Идти домой ему расхотелось, и, развернувшись, он направился в сторону противоположную. Не дойдя до поворота, он подошел к маленькой пристани, что приютилась тут, на дороге, будто обычная аптека. Не отвязывая лодку и не беспокоясь о веслах (и уключин-то не было), он забрался в неё и оттолкнулся…
Лодка плавно сместилась к фарватеру.
Серебряный свет начал блекнуть.
Глава 2. Спальня с картинами
И не кабинет, а так, одно название. Табличка с фамилией на фанерной двери. Два стола встык. Три стула. Металлический несгораемый шкаф: большой, неровно-угловатый, облезлый. Еще один шкаф, для бумаг. Тот завален картонными папками: толстыми или тонкими, потрепанными или новенькими. (На них на всех – одинаково густой слой серой пыли). Старенькая пишущая машинка. Чайник. Тесно, жарко.
Чайник кипел.
–Убийство, Ростислав Станиславович, – устало произнесла Зина, аккуратно положив телефонную трубку на рычаг.
– Суки, – откликнулся Яковлев, подтверждая, информацию – услышал.
Поймав курсором крест, означающий – закрыть файл, он щелкнул по нему мышкой, обеими руками потер виски и вопросительно посмотрел на Зину.
– Машина будет! – сообщила Зина хорошую новость, прибереженную ею напотом.
– И чая попить не успеем, – только произнеся эту фразу, Яковлев ощутил – во рту и в самом деле пересохло.

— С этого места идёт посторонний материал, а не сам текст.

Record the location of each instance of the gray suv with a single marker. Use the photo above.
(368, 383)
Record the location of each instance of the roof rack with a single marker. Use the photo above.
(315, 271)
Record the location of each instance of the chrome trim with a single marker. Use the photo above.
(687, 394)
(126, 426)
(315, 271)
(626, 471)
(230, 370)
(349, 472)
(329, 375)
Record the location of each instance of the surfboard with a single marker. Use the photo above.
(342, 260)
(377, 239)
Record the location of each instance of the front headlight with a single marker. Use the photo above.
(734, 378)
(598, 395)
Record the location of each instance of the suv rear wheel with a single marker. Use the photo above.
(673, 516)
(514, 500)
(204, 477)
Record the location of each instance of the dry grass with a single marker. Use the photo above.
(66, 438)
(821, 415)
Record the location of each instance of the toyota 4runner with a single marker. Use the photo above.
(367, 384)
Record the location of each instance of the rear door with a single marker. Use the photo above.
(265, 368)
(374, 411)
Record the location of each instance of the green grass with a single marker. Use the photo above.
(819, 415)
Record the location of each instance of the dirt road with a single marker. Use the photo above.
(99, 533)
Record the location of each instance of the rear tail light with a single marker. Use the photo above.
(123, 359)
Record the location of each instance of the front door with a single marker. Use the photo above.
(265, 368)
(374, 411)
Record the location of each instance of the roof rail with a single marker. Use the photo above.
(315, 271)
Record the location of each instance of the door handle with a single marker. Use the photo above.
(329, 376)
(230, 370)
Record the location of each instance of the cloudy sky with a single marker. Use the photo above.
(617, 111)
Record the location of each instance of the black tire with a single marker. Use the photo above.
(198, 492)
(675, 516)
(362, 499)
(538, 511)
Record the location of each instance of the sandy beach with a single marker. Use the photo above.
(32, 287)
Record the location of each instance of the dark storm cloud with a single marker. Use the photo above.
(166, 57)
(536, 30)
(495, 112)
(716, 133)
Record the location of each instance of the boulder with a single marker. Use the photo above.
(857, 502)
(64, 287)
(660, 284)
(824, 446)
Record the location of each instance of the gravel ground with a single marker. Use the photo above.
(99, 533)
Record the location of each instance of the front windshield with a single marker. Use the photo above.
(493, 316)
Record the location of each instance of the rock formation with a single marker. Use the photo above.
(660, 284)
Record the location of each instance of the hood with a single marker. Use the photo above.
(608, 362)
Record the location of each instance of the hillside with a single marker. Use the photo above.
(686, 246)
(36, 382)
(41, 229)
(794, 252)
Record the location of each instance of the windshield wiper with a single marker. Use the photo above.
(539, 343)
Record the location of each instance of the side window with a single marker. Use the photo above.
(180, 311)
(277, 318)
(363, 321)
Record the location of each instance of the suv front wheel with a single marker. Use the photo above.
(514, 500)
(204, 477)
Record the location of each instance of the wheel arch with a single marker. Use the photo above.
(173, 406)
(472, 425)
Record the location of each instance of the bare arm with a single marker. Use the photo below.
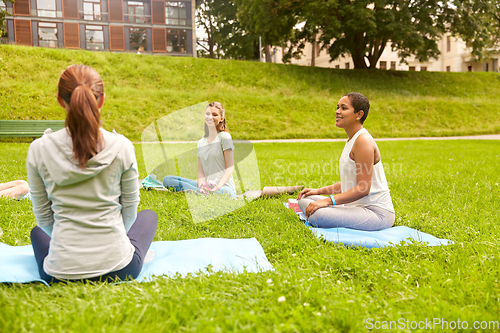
(201, 175)
(229, 160)
(364, 156)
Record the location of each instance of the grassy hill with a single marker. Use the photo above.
(263, 101)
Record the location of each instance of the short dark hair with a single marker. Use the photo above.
(359, 102)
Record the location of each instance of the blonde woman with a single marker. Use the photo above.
(215, 153)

Впрочем, хотелось Яковлеву не чая. А разговаривать ему не хотелось совсем, но…
– Ну, кого? Кого там, буквально, грохнули? – спросил он через силу.
– Господина Терехова. Известного в городе предпринимателя, – охотно ответила Зина. – Вам повезло. Дело, вероятно, станет громким, – добавила Зина искушающе и в то же время язвительно.
– Посмотрим, – на этот раз Яковлев посмотрел на Зину. Презрительно.
Бог обделил Зину ростом. Она была почти коротышкой – метр пятьдесят, пятьдесят два. Помимо этого недостатка, Зина была умной и наблюдательной, и умела это скрывать. Еще она была толстой и неуклюжей, как валенок, говорили про неё, и близорукой. Но за толстыми линзами, вставленными в уродливую оправу, пряталось миловидное личико и карие лучистые глаза. И слава Богу, Яковлев этого не замечал. Она почти нравилась Яковлеву. Она не вызывала у него раздражения. Ну, если только самую малость. А про серебряную серьгу в виде двух сердечек, прислоненных друг к другу, одно – побольше, другое – поменьше, что была вставлена у неё в пупок, Яковлев и не подозревал.
– Чего там. Заказное, поди. Глухарь!
– А если нет?
– Посмотрим, – ворчливо повторил Яковлев.